Sit still, sit gently down, and listen

you encourage us as you yourself ride off.

 

You leave us for a moment, a room full

of instruments wistfully waiting to be played.

 

Listen, you whisper to us, listen to the raga

of the late afternoon mountains.  Listen.

 

Grief plays each of us, love’s late afternoon

raga.  Departing, the master smiles.

 

                        — for Ajit Singh 

 

The humble ustad

 

Today the web is quivering with the news

that a gentle man has died, a musician,

a sardar who after decades of teaching

opened a music shop where you could find him

on a slow afternoon sipping tea, surrounded

by instruments, each an obedient disciple,

 

although, a gentle ustad, he no more needed

                                                            disciples

than the late afternoon mountains read the news.

You could find him often, smiling, surrounded

by mountains, enchanted by amateur musicians.

Instruments came from time to time to find him.

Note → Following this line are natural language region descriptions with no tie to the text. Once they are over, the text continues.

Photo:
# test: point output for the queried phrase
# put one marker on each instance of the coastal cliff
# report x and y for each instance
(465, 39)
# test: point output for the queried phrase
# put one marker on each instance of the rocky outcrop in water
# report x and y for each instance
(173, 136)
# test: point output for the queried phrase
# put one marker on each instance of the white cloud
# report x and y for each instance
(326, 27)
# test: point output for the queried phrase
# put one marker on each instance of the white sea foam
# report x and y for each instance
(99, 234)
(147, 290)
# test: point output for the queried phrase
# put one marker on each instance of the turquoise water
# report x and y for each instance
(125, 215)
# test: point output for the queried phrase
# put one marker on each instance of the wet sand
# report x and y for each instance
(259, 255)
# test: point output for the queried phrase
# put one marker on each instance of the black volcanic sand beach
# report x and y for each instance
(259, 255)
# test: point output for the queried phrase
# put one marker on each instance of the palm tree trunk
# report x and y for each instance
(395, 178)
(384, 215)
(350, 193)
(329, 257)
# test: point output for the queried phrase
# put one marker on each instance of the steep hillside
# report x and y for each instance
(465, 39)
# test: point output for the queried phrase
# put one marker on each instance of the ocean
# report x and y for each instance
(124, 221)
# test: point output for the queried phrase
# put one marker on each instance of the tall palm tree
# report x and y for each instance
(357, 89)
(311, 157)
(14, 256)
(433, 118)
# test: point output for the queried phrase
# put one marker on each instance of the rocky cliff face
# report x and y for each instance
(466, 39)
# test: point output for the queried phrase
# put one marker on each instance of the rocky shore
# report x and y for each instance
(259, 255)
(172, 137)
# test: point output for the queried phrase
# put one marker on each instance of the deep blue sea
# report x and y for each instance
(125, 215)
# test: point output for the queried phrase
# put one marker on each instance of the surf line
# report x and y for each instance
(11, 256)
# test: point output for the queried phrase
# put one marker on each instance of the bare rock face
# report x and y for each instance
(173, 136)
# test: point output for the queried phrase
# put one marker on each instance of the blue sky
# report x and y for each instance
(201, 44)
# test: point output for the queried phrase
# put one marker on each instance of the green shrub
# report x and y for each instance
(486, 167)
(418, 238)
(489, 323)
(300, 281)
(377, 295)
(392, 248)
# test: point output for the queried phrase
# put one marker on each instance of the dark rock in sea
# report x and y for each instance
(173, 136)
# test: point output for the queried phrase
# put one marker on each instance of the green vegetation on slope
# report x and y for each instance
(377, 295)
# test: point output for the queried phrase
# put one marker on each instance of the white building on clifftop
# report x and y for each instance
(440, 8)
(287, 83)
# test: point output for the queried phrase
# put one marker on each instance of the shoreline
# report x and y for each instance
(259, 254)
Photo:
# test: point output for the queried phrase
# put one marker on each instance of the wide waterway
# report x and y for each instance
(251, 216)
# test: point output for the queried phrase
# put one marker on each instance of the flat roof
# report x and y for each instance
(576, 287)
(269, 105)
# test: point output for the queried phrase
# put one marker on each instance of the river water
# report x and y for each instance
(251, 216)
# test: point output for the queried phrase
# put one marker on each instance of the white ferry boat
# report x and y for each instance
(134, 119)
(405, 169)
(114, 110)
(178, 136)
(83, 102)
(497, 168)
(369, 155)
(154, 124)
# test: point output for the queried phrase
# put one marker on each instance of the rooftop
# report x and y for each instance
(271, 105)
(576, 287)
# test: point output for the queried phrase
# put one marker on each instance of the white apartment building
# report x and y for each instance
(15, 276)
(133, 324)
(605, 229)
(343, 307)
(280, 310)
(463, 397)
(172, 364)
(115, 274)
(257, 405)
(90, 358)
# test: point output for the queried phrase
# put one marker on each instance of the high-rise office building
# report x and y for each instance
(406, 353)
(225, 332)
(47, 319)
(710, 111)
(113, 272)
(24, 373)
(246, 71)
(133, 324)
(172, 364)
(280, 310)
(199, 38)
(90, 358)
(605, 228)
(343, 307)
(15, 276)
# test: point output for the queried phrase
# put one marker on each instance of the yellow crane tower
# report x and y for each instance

He did not fret.  Improvisation and teaching

 

and a cup of tea.  He did not mind teaching

those who had no desire to be disciples.

The instruments on the other hand, they would

                                                find him

sometimes on his scooter or reading the news

and wait patiently.  He was their musician

of choice, and when he played, joy surrounded

 

him.  He lived like that, teaching, surrounded

by mountains, by music.  He loved teaching

us.  A gentle ustad he was our musician,

although we were never his disciples

although just now startled by reading the news

that never again will we find him

 

in his shop we realize that each of us can find him

if we listen carefully—there, surrounded

by mountains—there, you can read the good news

that a gentle ustad will always be teaching

us that love is the only way to be a disciple—

listen—the mountains are welcoming their

                                                musician

 

home.  For us he was always a musician.

There was no question—you would find him

within easy reach of music—a disciple

of love he gently, persistently, surrounded

himself with mountains, music, and teaching—

today the web is quivering with the news.

 

For him music was always the good news

that somebody needs teaching.  Now we find him

surrounded by mountains, a willing disciple.

 

                        — for Ajit Singh

Sunrise, Pauri

 

Sunrise over Pauri—the blueblack ridges

spread like the lines

 

of a ghazal

like inscriptions

 

on god’s palm—

and the sun

 

rising like a reader

eager for exegesis—

 

or the mountains

are the left hand

 

of the jazz piano

the sun

 

the right hand

nimble—playing the raga

 

the blues

of today—

 

farfetched you think drinking your morning

                        tea—

the mountains

 

of dream

dissolve into the day

 

like sugar

dissolving in tea—

 

Pauri

*** 

John Copley Alter was born in Landour in August 1947 and studied and taught at the Woodstock School. Currently, he is retired and lives with his wife in Shanghai.